OAuth2 Plugin

Description

• The OAuth2 plugin is implemented using Webflux OAuth2, used to support OAuth protocol.

Plugin Setting

Please refer to the deployment document, choose a way to start shenyu-admin. For example, Local Deployment.

• In shenyu-admin BasicConfig --> plugin -> oauth2 set to enable.

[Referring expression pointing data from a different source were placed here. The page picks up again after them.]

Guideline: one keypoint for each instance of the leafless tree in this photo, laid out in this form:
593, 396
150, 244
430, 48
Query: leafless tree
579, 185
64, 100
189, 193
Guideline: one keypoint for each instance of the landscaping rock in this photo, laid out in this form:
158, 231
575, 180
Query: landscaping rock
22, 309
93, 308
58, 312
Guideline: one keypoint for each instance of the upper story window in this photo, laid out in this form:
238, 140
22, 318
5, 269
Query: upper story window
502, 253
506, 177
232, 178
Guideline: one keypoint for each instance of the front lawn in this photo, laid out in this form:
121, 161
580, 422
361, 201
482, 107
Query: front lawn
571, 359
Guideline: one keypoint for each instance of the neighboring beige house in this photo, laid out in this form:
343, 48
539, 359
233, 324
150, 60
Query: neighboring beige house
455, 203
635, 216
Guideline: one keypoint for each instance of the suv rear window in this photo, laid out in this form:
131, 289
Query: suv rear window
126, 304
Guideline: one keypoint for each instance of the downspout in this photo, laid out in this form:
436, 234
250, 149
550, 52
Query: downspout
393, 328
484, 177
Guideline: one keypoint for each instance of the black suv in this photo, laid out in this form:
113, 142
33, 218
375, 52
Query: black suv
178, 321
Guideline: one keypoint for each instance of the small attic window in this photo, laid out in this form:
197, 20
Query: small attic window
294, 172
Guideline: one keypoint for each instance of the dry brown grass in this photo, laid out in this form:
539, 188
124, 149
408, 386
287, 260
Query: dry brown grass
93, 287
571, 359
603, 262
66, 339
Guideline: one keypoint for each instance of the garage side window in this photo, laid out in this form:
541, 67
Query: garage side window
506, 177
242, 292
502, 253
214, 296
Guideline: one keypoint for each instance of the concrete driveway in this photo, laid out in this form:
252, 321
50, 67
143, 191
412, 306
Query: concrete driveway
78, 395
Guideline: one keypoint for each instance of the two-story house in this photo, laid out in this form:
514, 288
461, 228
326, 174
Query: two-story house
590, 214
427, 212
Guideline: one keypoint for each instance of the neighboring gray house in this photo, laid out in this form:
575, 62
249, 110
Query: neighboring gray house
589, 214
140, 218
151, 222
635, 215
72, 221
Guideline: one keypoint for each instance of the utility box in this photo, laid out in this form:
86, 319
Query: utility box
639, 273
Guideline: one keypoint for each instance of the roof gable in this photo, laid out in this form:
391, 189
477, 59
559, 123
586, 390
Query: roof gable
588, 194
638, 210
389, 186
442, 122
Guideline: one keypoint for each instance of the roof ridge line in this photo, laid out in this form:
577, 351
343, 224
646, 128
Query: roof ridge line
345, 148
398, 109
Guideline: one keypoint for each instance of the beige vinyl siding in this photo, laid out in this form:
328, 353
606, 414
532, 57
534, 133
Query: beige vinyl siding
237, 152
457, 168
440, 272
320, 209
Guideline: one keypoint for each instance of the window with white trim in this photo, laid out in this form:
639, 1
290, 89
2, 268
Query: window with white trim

If you don't want to use this function, please disable this plugin in the shenyu-admin.

  

• Add configuration mode in plugin editing.

Plugin Use

• Add support for oauth2 to the pom file of the gateway

  <!-- apache shenyu oauth2 plugin start-->
  <dependency>
      <groupId>org.apache.shenyu</groupId>
      <artifactId>shenyu-spring-boot-starter-plugin-oauth2</artifactId>
      <version>${project.version}</version>
  </dependency>
  <!-- apache shenyu oauth2 plugin end-->
  

• Configuration oauth2 at shenyu-bootstrap

spring:
 security:
   oauth2:
     client:
       registration:
         <your client-registration-id>:
           client-id: <your client-id>
           client-secret: <your client-secret>
           # the next part is authorize server‘s config
       provider:
         <your client-registration-id>:
           authorization-uri: <your authorization-uri>
           token-uri: <your access-token-uri>
           user-info-uri: <your user-info-uri>
           jwk-set-uri: <your jwk-set-uri>

• Configure the relevant configuration of spring.security.oauth2 in the configuration file of the gateway. For detailed configuration instructions, please refer to Spring Webflux OAuth2
• Configure the selector and rule as the request address that you need OAuth2 authorization, and release all requests by default. For more instructions on selector and rule configuration, please refer to: Selector And Rule Config.